As part of my job, I needed to research how a few things work with Synapse and Fabric. The latter includes the former, mostly. I decided to setup a workspace and a do some experimentation.
My first stop was the Stairway to Synapse Analytics. I started with Level 1, since I needed to create something.
In the portal, I created a new Synapse Analytics resource. I won’t go into details, but basically create a new resource and search. Read the article to see how this works. From there, I used a resource group I had for work stuff. I also had to create a new Data Lake Storage Gen2 account. I didn’t bother with the Managed Resource Group.
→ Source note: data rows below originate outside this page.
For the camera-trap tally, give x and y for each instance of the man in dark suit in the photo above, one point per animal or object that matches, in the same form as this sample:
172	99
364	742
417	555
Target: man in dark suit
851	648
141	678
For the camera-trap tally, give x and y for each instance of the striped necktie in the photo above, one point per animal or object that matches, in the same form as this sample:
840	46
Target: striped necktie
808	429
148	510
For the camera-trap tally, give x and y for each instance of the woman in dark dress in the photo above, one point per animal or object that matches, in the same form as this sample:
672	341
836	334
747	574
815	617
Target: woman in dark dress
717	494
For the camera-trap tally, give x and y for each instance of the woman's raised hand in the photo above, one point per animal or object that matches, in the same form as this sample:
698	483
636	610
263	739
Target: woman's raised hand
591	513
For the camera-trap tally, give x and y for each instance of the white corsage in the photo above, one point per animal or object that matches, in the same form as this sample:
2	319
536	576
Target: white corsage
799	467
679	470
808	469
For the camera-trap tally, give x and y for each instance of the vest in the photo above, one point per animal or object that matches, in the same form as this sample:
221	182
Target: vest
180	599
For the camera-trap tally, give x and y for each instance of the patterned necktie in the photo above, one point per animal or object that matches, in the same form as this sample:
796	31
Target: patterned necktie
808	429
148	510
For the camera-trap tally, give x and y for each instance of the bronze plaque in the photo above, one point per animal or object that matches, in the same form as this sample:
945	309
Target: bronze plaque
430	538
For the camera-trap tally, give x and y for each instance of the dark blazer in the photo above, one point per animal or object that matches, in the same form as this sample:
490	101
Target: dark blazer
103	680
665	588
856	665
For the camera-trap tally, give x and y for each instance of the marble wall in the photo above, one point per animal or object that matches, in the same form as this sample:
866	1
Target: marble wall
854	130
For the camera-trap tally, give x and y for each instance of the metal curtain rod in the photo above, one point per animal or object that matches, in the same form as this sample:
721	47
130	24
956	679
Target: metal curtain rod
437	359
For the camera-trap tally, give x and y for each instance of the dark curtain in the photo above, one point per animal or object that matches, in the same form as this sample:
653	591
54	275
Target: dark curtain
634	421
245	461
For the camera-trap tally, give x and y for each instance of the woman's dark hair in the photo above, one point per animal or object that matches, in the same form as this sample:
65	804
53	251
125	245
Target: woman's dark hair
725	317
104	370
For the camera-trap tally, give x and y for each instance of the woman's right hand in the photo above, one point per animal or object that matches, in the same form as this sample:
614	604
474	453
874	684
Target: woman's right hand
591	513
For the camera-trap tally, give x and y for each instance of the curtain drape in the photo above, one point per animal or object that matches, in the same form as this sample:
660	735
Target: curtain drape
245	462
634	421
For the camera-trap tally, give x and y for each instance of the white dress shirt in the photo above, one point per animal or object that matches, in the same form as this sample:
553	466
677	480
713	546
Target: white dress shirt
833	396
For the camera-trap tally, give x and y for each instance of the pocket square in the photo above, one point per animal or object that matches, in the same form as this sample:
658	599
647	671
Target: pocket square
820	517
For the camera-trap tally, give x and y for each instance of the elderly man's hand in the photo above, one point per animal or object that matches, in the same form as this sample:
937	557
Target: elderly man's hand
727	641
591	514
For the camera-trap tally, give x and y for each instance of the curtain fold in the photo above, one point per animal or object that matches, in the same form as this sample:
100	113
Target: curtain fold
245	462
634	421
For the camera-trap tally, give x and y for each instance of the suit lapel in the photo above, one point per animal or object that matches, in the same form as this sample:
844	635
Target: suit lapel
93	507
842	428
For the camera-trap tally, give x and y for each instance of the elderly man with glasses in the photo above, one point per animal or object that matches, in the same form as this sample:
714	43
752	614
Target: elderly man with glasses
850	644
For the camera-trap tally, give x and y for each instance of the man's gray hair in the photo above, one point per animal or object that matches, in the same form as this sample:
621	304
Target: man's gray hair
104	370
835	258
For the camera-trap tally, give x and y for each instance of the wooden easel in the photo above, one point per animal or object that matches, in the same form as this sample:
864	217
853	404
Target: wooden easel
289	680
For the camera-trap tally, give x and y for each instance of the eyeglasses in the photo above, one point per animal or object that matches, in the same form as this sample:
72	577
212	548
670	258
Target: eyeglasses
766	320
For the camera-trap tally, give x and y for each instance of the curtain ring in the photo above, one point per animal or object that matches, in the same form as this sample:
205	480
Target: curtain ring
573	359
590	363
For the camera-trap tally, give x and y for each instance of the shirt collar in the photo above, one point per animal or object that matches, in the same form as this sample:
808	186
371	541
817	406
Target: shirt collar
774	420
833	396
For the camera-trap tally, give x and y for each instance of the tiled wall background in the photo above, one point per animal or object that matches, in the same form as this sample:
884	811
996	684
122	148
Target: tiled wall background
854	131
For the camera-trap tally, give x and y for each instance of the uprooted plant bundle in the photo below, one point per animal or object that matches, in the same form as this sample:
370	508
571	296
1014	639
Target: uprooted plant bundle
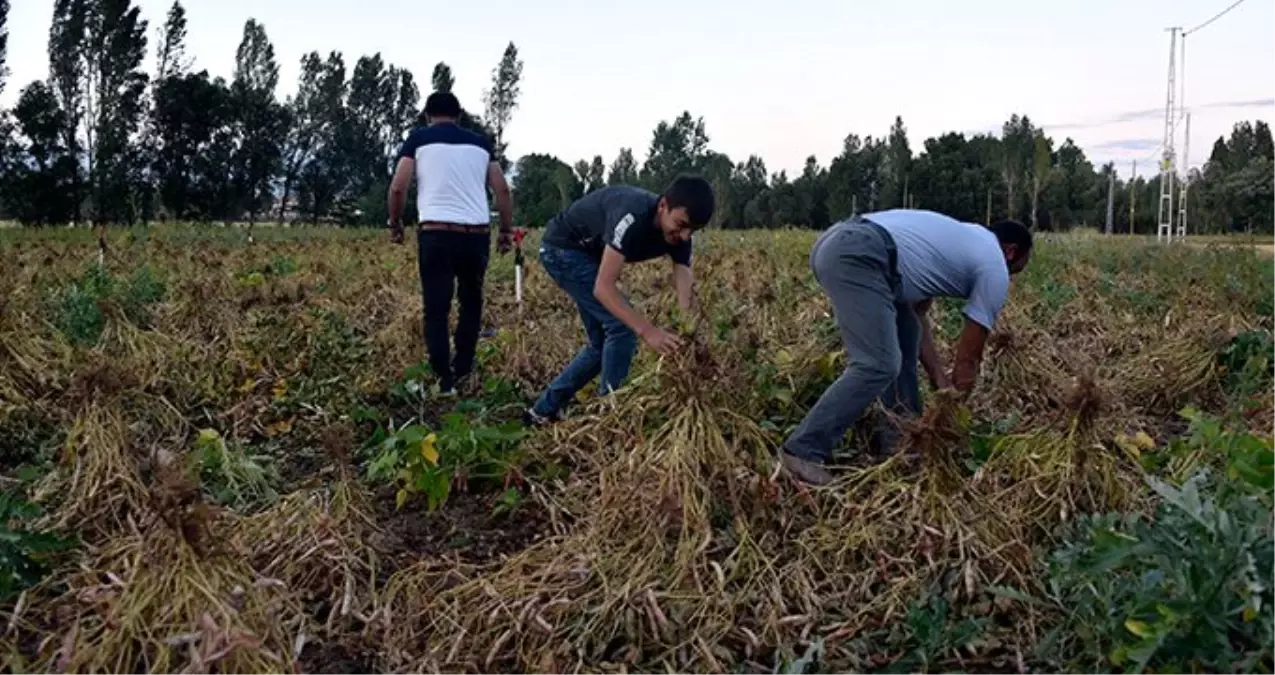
230	444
I added a user account and password and then clicked Create. I went to the summary page, where I could see the small cost for serverless. I clicked “Create” again to start the deployment.
The deployment failed.
I was leaning towards this not being helpful, but I went into the details of the error message and found something interesting. My subscription couldn’t deploy in this region (westeurope).
OK, go back, recreate the resource in UKSouth. That worked fine and I saw my resources.
At this point, I had a resource.
Adding Data
The next step for me was to add some data. I grabbed a few csv files and uploaded them to my storage account. Lots of querying in Synapse is through external tables to flat files, so I picked some files I can query.
Once these were uploaded, I was next interested to see if I could query this data. In my main Synapse resource, I see some endpoints.
I copied the serverless one and then opened SSMS. I put this, my user and pwd, and got connected. I was hoping that @@Version would tell me I was connected to Synapse, but I got the same results I get some Azure SQL Database, albeit with a different timestamp. However, ServerProperty() helps.
That works, what about my data? Let’s try a query from Level 2.
I’ll take this query and run it. I’ve adjusted this from the values in Level 2, which actually uses the Synapse Workspace explorer online.
–retrieve data from csv file
SELECT
TOP 100 *
FROM
OPENROWSET(
BULK 'https://synapsesqlprompt.blob.core.windows.net/sqlpromptfs/solar_2024_01.csv',
FORMAT = 'CSV',
HEADER_ROW = TRUE,
PARSER_VERSION = '2.0'
)
WITH (
[Time] DATE,
[System Production (Wh)] VARCHAR (100)
) AS [result]
It fails.
Hmmm, let’s try that in the browser. Here it works.
The error is with a credential.
There is a quickstart online, and that query works. However, there is a note in the query that I need a credential if my file is protected.
The article had this link and used the sample code to create a credential:
CREATE CREDENTIAL [https://synapsesqlprompt.blob.core.windows.net/sqlpromptfs]
WITH IDENTITY='SHARED ACCESS SIGNATURE'
, SECRET = '';
GO
Now I can run my original query and it works.
That was a pretty cool exercise for me to get started. In less than 30 minutes I was able to create a Synapse workspace, add some data, and query it.
Now to learn a bit more about how this works, and to use Flyway to deploy some objects.